Young Israel's present rabbi previously served as youth leader; the Boro Park branch was known early on for its youth group.

===Leaders===
The following individuals have served as rabbi of the congregation:

| Ordinal | Officeholder | Term start | Term end | Notes |
| 1 | Avroham Ever Hirshkowitz | 1906 | c. 1924 | Beth El |
| 2 | Simon Glazer | 1927 | 1930 | Beth El |
| 3 | Israel Schorr | 1938 | 2000 | 1938: Beth El, 1980: Young Israel Beth El |
| 4 | Gedalia Dov Schwartz | 1969 (?) | 1987 (?) | Young Israel, for 18 years; left in 1987 the latest |
| 5 | Moshe Snow | 2000 | 2024 |  |
| 6 | Moshe Hubner | 2024 |

In addition, the following chazzans have served the congregation: Mordechai Hershman, throughout the 1920s, Berele Chagy, through the 1940s and early 1950s, Moshe Koussevitzky, from 1952 to 1966, Paul Zim (Zimelman), from 1966 to 1968, Moshe Stern, from 1968 to 1977, and Benzion Miller, from 1981 to 2025 (his death).

In 2025 Shulem Lemmer was hired as the chazan.

==15th Avenue building==

The three-story building (basement, ground floor and balcony) on 15th Avenue was designed by Shampan & Shampan with Moorish Revival and Egyptian Revival influences.

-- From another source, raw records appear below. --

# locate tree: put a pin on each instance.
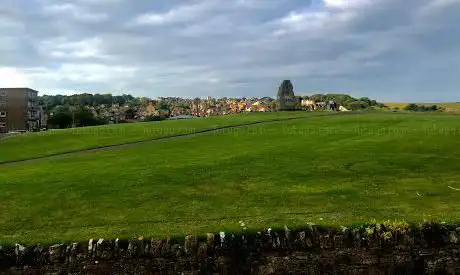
(85, 117)
(60, 118)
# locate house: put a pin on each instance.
(19, 110)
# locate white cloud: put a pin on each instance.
(77, 13)
(61, 48)
(346, 4)
(178, 14)
(12, 77)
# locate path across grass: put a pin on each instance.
(333, 170)
(55, 142)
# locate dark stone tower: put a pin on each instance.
(286, 96)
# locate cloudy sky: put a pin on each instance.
(390, 50)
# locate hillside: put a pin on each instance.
(52, 142)
(335, 170)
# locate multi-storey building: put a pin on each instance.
(19, 110)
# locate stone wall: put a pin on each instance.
(373, 249)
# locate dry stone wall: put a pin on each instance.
(373, 249)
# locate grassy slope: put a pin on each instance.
(450, 107)
(332, 170)
(34, 145)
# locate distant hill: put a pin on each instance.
(449, 106)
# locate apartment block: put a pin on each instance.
(19, 110)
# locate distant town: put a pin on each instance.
(23, 109)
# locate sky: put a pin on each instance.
(389, 50)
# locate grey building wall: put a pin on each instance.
(19, 109)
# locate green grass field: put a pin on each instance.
(332, 170)
(53, 142)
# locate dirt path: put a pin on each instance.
(136, 143)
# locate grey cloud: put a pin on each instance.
(232, 48)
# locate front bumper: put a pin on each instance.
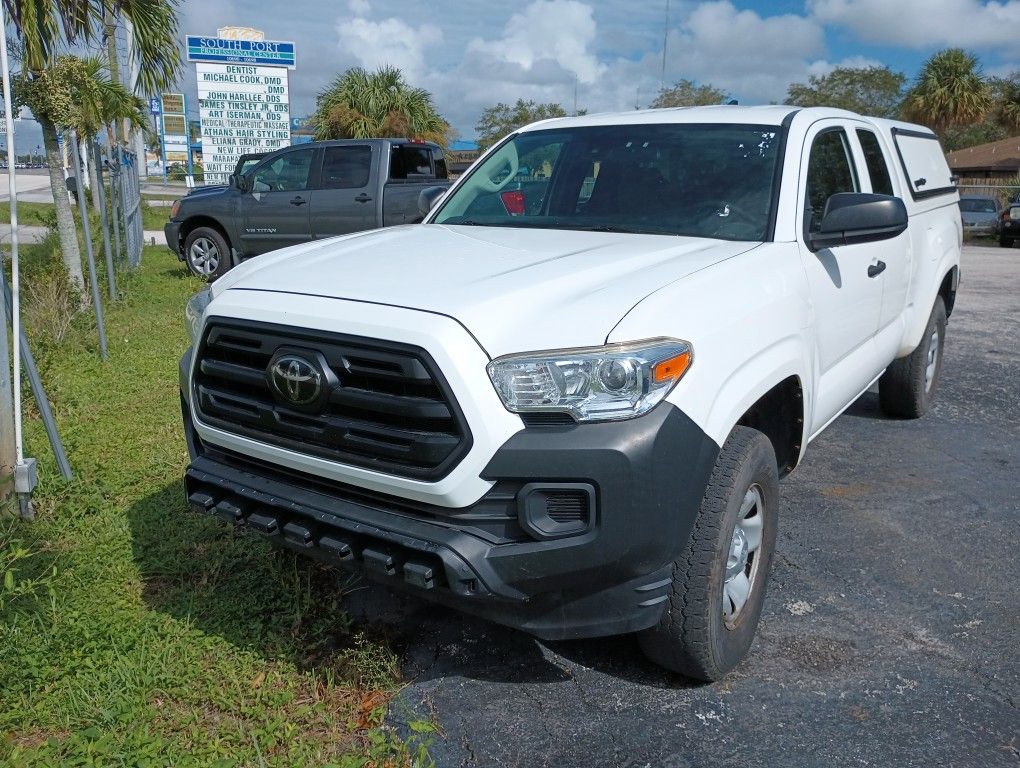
(647, 477)
(172, 232)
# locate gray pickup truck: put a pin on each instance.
(303, 193)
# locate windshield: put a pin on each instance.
(977, 205)
(710, 181)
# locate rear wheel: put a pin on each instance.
(719, 579)
(206, 253)
(908, 386)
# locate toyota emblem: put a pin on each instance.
(295, 379)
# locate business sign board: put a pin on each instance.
(244, 109)
(174, 130)
(217, 50)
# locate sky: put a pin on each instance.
(471, 54)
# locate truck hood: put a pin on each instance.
(514, 290)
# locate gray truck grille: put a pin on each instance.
(364, 402)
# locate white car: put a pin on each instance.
(564, 401)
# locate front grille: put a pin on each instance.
(386, 406)
(567, 506)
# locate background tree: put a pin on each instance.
(1006, 95)
(360, 104)
(686, 93)
(949, 92)
(46, 27)
(873, 91)
(498, 120)
(72, 94)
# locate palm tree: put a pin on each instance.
(950, 91)
(363, 105)
(1008, 103)
(44, 28)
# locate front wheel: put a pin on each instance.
(908, 386)
(719, 579)
(206, 253)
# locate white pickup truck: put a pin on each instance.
(564, 401)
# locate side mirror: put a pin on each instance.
(853, 217)
(428, 197)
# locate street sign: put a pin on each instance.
(214, 50)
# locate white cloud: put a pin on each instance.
(753, 57)
(547, 32)
(391, 42)
(923, 23)
(360, 7)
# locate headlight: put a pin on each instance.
(194, 311)
(597, 384)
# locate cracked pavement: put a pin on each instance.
(890, 633)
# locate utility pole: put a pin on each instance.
(665, 43)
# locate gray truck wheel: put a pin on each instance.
(719, 579)
(908, 386)
(207, 253)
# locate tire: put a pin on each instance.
(207, 253)
(694, 637)
(908, 386)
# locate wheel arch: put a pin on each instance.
(769, 393)
(192, 223)
(778, 414)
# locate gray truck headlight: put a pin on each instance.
(596, 384)
(194, 311)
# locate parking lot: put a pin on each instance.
(890, 633)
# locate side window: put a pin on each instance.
(410, 161)
(440, 160)
(877, 169)
(346, 167)
(830, 169)
(289, 172)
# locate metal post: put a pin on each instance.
(115, 219)
(97, 159)
(42, 402)
(97, 303)
(24, 470)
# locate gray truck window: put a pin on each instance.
(289, 172)
(439, 160)
(881, 184)
(830, 169)
(700, 180)
(410, 161)
(346, 167)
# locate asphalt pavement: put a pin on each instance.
(890, 634)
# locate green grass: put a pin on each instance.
(35, 214)
(28, 213)
(136, 632)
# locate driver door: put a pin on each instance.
(846, 282)
(275, 207)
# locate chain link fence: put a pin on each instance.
(131, 200)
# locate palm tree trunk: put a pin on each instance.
(93, 173)
(65, 219)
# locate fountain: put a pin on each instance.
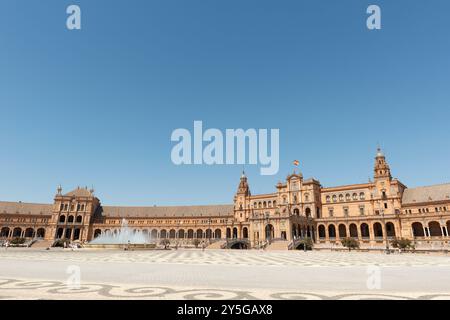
(123, 238)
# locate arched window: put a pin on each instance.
(331, 231)
(321, 231)
(353, 230)
(365, 233)
(308, 212)
(342, 231)
(377, 230)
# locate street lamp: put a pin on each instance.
(210, 231)
(268, 231)
(385, 232)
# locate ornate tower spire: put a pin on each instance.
(381, 169)
(243, 187)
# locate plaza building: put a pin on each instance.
(374, 213)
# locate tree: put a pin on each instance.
(402, 244)
(350, 243)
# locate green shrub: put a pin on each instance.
(350, 243)
(305, 243)
(196, 242)
(17, 241)
(60, 243)
(402, 243)
(165, 243)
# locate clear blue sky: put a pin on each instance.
(97, 106)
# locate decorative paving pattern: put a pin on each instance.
(44, 289)
(233, 257)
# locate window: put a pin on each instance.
(346, 211)
(361, 210)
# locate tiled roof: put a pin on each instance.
(79, 192)
(172, 211)
(438, 192)
(25, 208)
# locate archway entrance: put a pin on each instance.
(234, 233)
(417, 229)
(269, 232)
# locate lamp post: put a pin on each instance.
(210, 231)
(385, 232)
(268, 229)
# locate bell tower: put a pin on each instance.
(242, 200)
(381, 169)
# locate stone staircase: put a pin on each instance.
(278, 245)
(216, 244)
(42, 244)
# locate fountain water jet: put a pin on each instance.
(125, 236)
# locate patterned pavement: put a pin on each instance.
(231, 257)
(220, 274)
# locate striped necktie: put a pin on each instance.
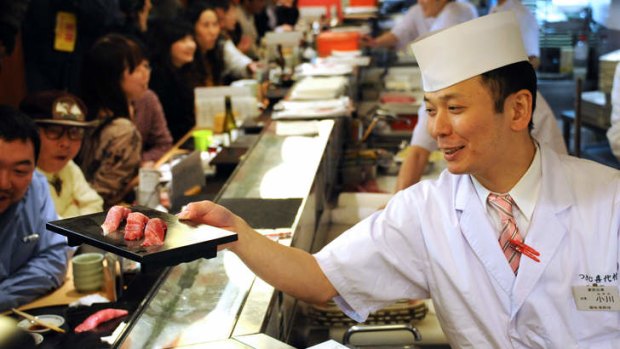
(503, 205)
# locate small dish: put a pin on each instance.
(38, 338)
(32, 327)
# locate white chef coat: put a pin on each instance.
(545, 131)
(413, 23)
(613, 134)
(434, 239)
(527, 23)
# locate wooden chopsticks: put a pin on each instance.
(37, 321)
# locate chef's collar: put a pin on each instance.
(524, 193)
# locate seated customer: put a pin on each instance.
(61, 118)
(114, 73)
(150, 121)
(221, 60)
(33, 260)
(174, 74)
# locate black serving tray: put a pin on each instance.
(184, 242)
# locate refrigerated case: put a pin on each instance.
(281, 188)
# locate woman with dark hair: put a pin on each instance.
(113, 74)
(174, 74)
(222, 61)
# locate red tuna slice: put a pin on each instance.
(98, 318)
(155, 232)
(134, 229)
(113, 219)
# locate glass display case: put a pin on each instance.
(219, 301)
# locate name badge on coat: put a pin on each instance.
(597, 298)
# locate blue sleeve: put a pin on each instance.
(45, 267)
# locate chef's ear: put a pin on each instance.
(518, 106)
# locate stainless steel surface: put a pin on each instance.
(197, 303)
(346, 339)
(281, 166)
(262, 341)
(219, 303)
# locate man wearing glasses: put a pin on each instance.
(33, 260)
(61, 120)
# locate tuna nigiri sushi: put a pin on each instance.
(134, 229)
(155, 232)
(113, 219)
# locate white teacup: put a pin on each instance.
(88, 271)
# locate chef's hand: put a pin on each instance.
(368, 41)
(210, 213)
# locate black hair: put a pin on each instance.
(164, 33)
(506, 80)
(102, 71)
(15, 125)
(221, 4)
(211, 62)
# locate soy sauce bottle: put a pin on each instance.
(230, 125)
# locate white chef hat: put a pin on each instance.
(468, 49)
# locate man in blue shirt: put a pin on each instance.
(33, 260)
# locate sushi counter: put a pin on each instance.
(281, 188)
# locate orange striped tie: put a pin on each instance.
(503, 205)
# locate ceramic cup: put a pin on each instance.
(202, 139)
(87, 271)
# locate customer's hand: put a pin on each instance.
(368, 41)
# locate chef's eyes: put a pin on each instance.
(452, 109)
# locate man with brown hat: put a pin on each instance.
(33, 260)
(61, 118)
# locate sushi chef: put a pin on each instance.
(517, 246)
(33, 260)
(422, 18)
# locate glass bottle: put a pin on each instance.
(230, 125)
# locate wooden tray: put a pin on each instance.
(184, 240)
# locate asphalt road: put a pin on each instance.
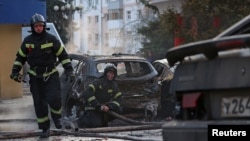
(17, 117)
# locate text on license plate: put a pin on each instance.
(235, 106)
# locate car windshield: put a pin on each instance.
(127, 68)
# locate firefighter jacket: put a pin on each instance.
(41, 52)
(102, 92)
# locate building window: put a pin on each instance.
(96, 39)
(139, 14)
(89, 37)
(115, 14)
(89, 19)
(128, 15)
(96, 19)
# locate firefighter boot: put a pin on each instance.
(45, 133)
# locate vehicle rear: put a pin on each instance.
(212, 81)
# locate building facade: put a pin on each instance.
(110, 26)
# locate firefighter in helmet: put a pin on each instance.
(101, 96)
(41, 50)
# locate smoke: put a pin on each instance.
(19, 108)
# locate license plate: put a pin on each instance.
(235, 107)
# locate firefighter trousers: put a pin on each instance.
(46, 93)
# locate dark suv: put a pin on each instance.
(211, 84)
(136, 79)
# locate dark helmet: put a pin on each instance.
(36, 19)
(110, 67)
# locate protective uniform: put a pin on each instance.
(41, 51)
(98, 93)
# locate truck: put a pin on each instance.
(211, 83)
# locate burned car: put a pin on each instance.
(135, 78)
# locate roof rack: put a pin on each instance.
(124, 54)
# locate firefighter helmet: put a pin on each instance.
(37, 18)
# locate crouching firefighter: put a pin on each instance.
(101, 96)
(41, 50)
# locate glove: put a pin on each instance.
(16, 76)
(70, 76)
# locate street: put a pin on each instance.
(17, 117)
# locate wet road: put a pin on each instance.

This building was listed on the National Register of Historic Places in 2010.

===History===
The building was ordered by the Temple Beth-El congregation, consisting of immigrants of Eastem-European origin. Construction started in 1920 and ended in 1923.

===Description===
The Brooklyn-based architects
Shampan & Shampan designed it as a 85 by 110 feet rectangle, with an elevation of 85 feet from the grade (ground level) to the top of the dome. The plot around it measured 100 by 120 feet.

The style, mainly relating to the two facades, has been called a "first century design", a rather vague term. It blends several styles, including Egyptian Revival and Moorish Revival, with symbolic Jewish decorative elements (Star of David, menorah).

The principal facade has three entrances, followed by a tripartite vestibule and the main, square-shaped sanctuary, which is dominated by a very large dome. The dome is the work of Rafael Guastavino y Moreno and his son, Rafael Guastavino y Esposito. The elder Guastavino had imported from his native Catalonia, and furthet improved on, the timbrel arch system, for which he used curved structural "beams" built of thin terra-cotta tiles held together by an adhesive mix of Plaster of Paris and Portland cement mortar. The sanctuary has a balcony stretching around its sides and rear wall.

The secondary facade on 48th Street is similar but less decorated than the main one. It is also longer than the main facade, as on this side the building has an additional lateral section.

The basement contains a social hall, a "bet midrash" or study room boasting its own Torah Ark, where daily prayer services are held, and the synagogue offices.